Chantal Renau-Mínguez1,
Paula Herrero-Abadía2,
Vicente Sentandreu3,
Paula Ruiz-Rodriguez1,
Eduard Torrents4,5,
Álvaro Chiner-Oms6,
Manuela Torres-Puente6,
Iñaki Comas6,
Esther Julián2*
and Mireia Coscolla1*
-
I2SysBio, University of Valencia-CSIC, FISABIO Joint Research Unit Infection and Public Health, Valencia, Spain
-
Genetics and Microbiology Department, Faculty of Biosciences, Autonomous University of Barcelona, 08193, Bellaterra, Barcelona, Spain
-
Genomics Unit, Central Service for Experimental Research (SCSIE), University of Valencia, Spain
-
Bacterial Infections and Antimicrobial Therapies Group, Institute for Bioengineering of Catalonia (IBEC), Baldiri Reixac 15-21, 08028 Barcelona, Spain
-
Microbiology Section, Department of Genetics, Microbiology and Statistics, Biology Faculty, Universitat de Barcelona, 08028 Barcelona, Spain
-
Instituto de Biomedicina de Valencia (IBV), CSIC, 46010, Valencia, Spain
* Correspondence:
mireia.coscolla@uv.es (Mireia Coscolla); Esther.Julian@uab.cat (Esther Julián)
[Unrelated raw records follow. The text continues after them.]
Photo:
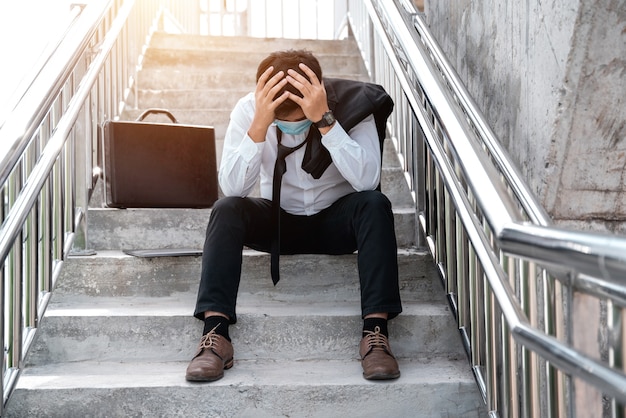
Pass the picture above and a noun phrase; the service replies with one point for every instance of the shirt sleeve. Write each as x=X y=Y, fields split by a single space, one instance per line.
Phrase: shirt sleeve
x=356 y=154
x=241 y=157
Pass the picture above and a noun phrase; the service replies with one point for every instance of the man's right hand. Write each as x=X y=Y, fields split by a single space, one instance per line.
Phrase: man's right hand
x=265 y=105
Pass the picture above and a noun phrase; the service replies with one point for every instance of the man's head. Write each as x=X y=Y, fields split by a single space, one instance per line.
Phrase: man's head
x=283 y=61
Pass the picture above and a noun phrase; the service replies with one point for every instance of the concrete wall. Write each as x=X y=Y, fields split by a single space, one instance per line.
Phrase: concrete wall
x=551 y=79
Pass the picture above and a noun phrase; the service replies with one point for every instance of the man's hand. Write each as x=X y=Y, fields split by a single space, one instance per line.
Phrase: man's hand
x=265 y=105
x=313 y=103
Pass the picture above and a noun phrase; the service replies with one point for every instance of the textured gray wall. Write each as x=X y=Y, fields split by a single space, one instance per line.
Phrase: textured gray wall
x=550 y=78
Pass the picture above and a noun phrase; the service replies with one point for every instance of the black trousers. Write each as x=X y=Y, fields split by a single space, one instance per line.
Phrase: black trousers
x=360 y=221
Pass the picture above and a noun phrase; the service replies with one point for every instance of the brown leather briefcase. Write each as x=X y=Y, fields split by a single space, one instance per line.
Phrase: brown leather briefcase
x=159 y=165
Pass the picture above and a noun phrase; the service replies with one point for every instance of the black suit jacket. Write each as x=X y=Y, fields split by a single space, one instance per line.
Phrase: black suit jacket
x=351 y=102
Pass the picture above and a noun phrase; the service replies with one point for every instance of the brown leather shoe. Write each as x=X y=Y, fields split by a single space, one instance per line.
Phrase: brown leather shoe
x=214 y=355
x=376 y=358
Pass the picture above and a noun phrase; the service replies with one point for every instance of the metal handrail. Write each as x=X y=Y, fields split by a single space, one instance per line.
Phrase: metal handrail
x=475 y=201
x=49 y=158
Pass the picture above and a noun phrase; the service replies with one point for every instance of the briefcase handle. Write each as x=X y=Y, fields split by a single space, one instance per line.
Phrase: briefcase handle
x=157 y=111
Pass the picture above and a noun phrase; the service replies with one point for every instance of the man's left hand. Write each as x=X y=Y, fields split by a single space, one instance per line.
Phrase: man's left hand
x=313 y=102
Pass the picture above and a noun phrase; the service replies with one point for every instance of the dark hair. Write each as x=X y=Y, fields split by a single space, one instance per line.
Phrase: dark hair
x=283 y=61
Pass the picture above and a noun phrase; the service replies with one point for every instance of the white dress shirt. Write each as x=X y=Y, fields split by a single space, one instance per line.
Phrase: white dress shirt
x=355 y=167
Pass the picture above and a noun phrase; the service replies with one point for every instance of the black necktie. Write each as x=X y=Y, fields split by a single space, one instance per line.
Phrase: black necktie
x=279 y=169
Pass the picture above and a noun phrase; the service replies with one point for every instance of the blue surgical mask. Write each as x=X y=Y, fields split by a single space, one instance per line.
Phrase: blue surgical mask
x=293 y=128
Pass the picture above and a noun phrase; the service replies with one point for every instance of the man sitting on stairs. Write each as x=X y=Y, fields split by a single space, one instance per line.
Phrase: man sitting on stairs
x=319 y=138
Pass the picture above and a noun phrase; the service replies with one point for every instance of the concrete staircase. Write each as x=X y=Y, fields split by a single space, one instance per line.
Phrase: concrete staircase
x=118 y=333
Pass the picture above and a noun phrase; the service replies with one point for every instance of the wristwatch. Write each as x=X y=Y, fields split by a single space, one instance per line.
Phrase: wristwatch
x=327 y=119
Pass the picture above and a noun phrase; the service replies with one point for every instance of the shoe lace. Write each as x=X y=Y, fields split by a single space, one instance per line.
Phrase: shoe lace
x=376 y=340
x=209 y=340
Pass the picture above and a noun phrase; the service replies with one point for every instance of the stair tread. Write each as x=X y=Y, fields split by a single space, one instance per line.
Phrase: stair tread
x=255 y=304
x=245 y=373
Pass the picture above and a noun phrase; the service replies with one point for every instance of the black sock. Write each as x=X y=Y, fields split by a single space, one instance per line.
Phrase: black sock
x=220 y=322
x=370 y=324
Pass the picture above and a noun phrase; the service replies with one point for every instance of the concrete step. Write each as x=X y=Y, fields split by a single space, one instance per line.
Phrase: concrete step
x=132 y=229
x=255 y=388
x=161 y=40
x=162 y=329
x=191 y=98
x=194 y=78
x=111 y=274
x=241 y=61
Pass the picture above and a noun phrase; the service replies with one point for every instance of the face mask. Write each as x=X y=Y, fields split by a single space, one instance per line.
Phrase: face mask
x=293 y=128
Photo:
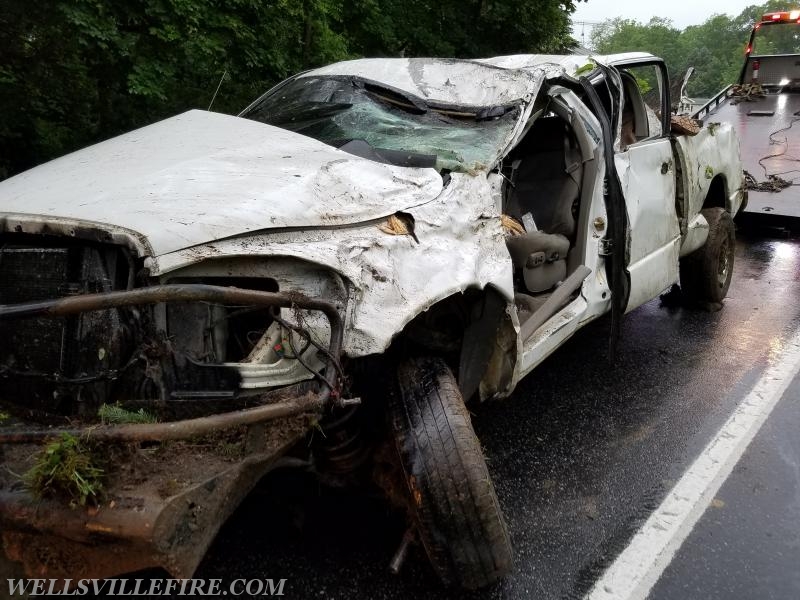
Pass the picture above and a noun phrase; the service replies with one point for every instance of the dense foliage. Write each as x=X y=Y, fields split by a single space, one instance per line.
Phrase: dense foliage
x=715 y=48
x=76 y=71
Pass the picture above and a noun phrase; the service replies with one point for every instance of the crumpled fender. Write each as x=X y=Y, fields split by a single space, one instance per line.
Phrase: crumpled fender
x=393 y=278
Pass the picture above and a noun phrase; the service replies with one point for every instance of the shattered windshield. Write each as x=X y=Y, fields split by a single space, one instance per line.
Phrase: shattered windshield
x=345 y=111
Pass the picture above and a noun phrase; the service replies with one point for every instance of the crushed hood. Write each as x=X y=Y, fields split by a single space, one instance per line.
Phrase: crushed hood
x=203 y=176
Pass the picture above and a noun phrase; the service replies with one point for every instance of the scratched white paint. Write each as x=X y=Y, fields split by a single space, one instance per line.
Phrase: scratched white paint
x=638 y=567
x=205 y=186
x=461 y=82
x=202 y=176
x=392 y=278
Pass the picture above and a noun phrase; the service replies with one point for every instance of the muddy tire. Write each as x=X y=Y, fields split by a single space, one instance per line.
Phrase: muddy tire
x=706 y=272
x=454 y=505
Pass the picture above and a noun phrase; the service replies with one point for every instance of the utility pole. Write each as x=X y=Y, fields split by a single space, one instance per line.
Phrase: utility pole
x=583 y=25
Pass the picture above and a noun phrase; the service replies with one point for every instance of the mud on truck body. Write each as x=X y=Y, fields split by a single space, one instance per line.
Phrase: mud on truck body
x=321 y=282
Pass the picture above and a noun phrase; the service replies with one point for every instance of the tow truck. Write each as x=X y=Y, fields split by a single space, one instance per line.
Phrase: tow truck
x=764 y=108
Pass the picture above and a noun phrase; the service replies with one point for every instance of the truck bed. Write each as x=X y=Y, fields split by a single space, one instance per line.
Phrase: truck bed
x=754 y=132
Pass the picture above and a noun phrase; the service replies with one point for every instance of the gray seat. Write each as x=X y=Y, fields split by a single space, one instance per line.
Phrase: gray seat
x=546 y=177
x=542 y=257
x=545 y=181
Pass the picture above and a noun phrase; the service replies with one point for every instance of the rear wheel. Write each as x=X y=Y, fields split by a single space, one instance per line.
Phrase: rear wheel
x=454 y=505
x=706 y=272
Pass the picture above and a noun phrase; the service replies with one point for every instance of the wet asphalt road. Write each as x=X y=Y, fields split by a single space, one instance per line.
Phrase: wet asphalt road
x=580 y=455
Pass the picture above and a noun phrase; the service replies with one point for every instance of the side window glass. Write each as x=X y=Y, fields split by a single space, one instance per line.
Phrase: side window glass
x=641 y=113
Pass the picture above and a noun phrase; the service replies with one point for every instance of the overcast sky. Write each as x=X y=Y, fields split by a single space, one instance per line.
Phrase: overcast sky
x=682 y=12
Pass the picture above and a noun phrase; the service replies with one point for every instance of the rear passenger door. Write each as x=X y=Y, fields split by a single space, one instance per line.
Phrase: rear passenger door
x=646 y=171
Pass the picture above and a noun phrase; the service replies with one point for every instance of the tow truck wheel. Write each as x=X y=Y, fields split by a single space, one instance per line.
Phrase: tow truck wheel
x=706 y=272
x=454 y=505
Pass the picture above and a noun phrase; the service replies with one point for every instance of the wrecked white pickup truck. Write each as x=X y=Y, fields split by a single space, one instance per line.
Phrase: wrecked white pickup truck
x=321 y=282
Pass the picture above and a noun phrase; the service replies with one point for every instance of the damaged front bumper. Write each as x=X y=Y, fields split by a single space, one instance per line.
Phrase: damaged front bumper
x=164 y=505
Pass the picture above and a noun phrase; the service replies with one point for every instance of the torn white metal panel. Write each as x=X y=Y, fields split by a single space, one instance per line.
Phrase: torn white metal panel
x=450 y=81
x=712 y=152
x=558 y=64
x=392 y=278
x=202 y=176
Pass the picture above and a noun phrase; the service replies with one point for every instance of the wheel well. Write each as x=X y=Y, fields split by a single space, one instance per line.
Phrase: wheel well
x=717 y=196
x=461 y=329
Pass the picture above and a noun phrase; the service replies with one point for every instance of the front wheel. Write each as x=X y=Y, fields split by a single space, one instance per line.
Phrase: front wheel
x=706 y=272
x=454 y=505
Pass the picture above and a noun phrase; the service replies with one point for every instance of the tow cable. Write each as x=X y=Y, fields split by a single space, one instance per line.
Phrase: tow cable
x=772 y=184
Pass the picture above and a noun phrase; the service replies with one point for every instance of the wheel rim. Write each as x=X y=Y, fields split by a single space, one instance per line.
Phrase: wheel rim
x=723 y=268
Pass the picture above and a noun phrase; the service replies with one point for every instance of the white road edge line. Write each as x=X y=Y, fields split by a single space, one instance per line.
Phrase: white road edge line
x=634 y=572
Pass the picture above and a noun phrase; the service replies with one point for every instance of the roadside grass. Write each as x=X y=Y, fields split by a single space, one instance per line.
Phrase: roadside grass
x=114 y=414
x=67 y=468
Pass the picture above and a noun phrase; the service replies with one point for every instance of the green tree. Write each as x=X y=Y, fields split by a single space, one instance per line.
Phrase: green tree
x=715 y=48
x=76 y=71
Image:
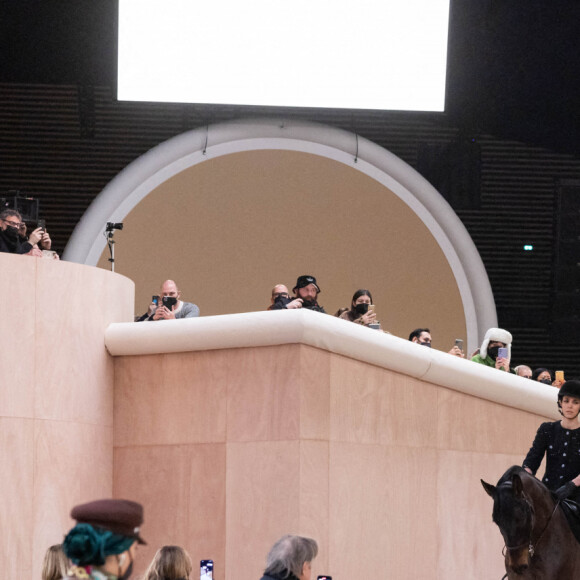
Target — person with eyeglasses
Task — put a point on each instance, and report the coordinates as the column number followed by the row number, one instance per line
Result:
column 12, row 242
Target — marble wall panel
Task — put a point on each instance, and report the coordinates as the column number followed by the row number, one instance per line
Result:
column 377, row 406
column 264, row 393
column 19, row 343
column 171, row 399
column 73, row 464
column 383, row 511
column 467, row 423
column 182, row 489
column 263, row 502
column 17, row 497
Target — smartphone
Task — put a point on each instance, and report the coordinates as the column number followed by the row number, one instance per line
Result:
column 169, row 302
column 205, row 569
column 502, row 352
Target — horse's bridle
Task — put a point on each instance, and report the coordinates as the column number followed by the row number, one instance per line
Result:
column 531, row 546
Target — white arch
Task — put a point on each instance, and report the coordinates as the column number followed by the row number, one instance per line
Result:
column 159, row 164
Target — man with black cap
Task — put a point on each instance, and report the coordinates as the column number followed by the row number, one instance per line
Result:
column 305, row 296
column 103, row 543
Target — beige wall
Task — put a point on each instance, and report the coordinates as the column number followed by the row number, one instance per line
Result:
column 56, row 400
column 230, row 228
column 229, row 449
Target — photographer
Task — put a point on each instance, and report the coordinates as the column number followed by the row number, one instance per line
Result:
column 168, row 306
column 305, row 296
column 12, row 238
column 281, row 299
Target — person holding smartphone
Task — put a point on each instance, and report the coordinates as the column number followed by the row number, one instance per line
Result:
column 168, row 305
column 361, row 309
column 495, row 350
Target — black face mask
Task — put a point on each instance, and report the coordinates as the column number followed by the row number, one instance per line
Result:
column 11, row 232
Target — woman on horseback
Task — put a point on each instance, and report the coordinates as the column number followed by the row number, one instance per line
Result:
column 560, row 442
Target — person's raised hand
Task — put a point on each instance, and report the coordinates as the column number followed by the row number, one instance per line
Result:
column 35, row 236
column 502, row 364
column 456, row 351
column 45, row 241
column 368, row 318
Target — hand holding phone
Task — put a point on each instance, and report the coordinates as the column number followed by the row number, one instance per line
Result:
column 206, row 570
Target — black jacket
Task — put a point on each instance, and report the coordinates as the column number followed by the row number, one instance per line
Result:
column 562, row 449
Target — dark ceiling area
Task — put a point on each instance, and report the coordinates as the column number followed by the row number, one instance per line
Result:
column 512, row 65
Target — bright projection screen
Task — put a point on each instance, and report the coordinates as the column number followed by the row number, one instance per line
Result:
column 368, row 54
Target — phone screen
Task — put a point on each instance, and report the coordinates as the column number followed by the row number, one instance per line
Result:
column 206, row 570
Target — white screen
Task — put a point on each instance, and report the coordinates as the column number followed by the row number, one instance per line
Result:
column 363, row 54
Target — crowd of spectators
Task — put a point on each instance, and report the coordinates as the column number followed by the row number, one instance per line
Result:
column 103, row 544
column 495, row 350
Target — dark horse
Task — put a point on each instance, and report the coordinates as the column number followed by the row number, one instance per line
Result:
column 539, row 544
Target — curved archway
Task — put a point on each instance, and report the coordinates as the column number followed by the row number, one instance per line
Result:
column 195, row 147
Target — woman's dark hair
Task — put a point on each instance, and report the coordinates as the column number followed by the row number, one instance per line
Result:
column 359, row 293
column 537, row 372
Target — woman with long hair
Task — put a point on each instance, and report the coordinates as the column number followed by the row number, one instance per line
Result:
column 170, row 563
column 56, row 564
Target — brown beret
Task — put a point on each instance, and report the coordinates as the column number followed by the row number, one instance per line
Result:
column 120, row 516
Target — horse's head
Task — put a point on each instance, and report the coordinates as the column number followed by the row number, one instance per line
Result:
column 514, row 515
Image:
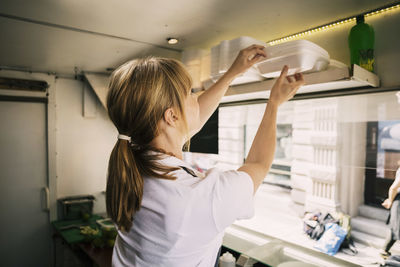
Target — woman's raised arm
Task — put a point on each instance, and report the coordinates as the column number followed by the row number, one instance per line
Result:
column 209, row 100
column 262, row 150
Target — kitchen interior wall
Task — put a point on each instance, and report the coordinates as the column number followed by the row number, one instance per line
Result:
column 84, row 143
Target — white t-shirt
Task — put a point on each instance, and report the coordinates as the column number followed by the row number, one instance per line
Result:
column 181, row 222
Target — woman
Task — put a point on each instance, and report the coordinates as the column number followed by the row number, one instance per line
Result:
column 166, row 213
column 393, row 203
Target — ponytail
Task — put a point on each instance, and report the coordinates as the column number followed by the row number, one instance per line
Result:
column 124, row 186
column 139, row 93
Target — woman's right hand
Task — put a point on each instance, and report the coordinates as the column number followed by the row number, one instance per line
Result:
column 387, row 203
column 285, row 87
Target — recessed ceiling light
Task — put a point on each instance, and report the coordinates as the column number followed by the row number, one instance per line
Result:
column 172, row 40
The main purpose of this repository is to display the scripts made for this academic work, in order to achieve reproducibility. Also make public and available to all the closed genome of Mycobacterium brumae ATCC 51384T
This folder contains multiple subfolders with scripts made for certain purpose.
Dependencies
Python version 3
BLAST+
The MUMmer 3
Scripts for the analysis to get protein identity of Mycobacterium tuberculosis H37Rv in the analyzed genomes of interest.
- run_blast.py: Script to perform tblastn analysis extracting genes (aa) and find them in a fasta. We calculate the coincidence percentage of the gene with the target, finally we filter the genes by 3 coincidence percentage thresholds: 80, 70 and 60.
python3 run_blast.py -g gene.txt -f brumae.fasta -p h37rv.fasta -n brumae_find
Scripts for the analysis to get genes with less than 300bp repeated in order to exclude this genes in Illumina genomic analysis.
- clean_genes.py: script to get from gff file a tabbed file with gene id, orientation, start nt and end nt.
- multifasta.py: script to get nt sequences for each gene from a fasta and a tsv file.
- process_mummer_output.py: script to process mummer aou
- command_mummer.sh: bash script in sequential order to get repeated genes from a gff file and a fasta file, also includes the command in mummer "run-mummer3".
- duplicated_genescoord.tsv: tabbed file with the genes to exclude for Illumina analysis -> with gene id + "\t" + orientation + "\t" + start + "\t" + end + "\n"
This folder contains multiple files related to the analyzed closed genome: Mycobacterium brumae ATCC 51384T
- brumae.fasta: fasta file with the genomic sequence of Mycobacterium brumae ATCC 51384T
- brumae.gff: annotation file used in this study.
- brumae.sqn: file for submission to NCBI.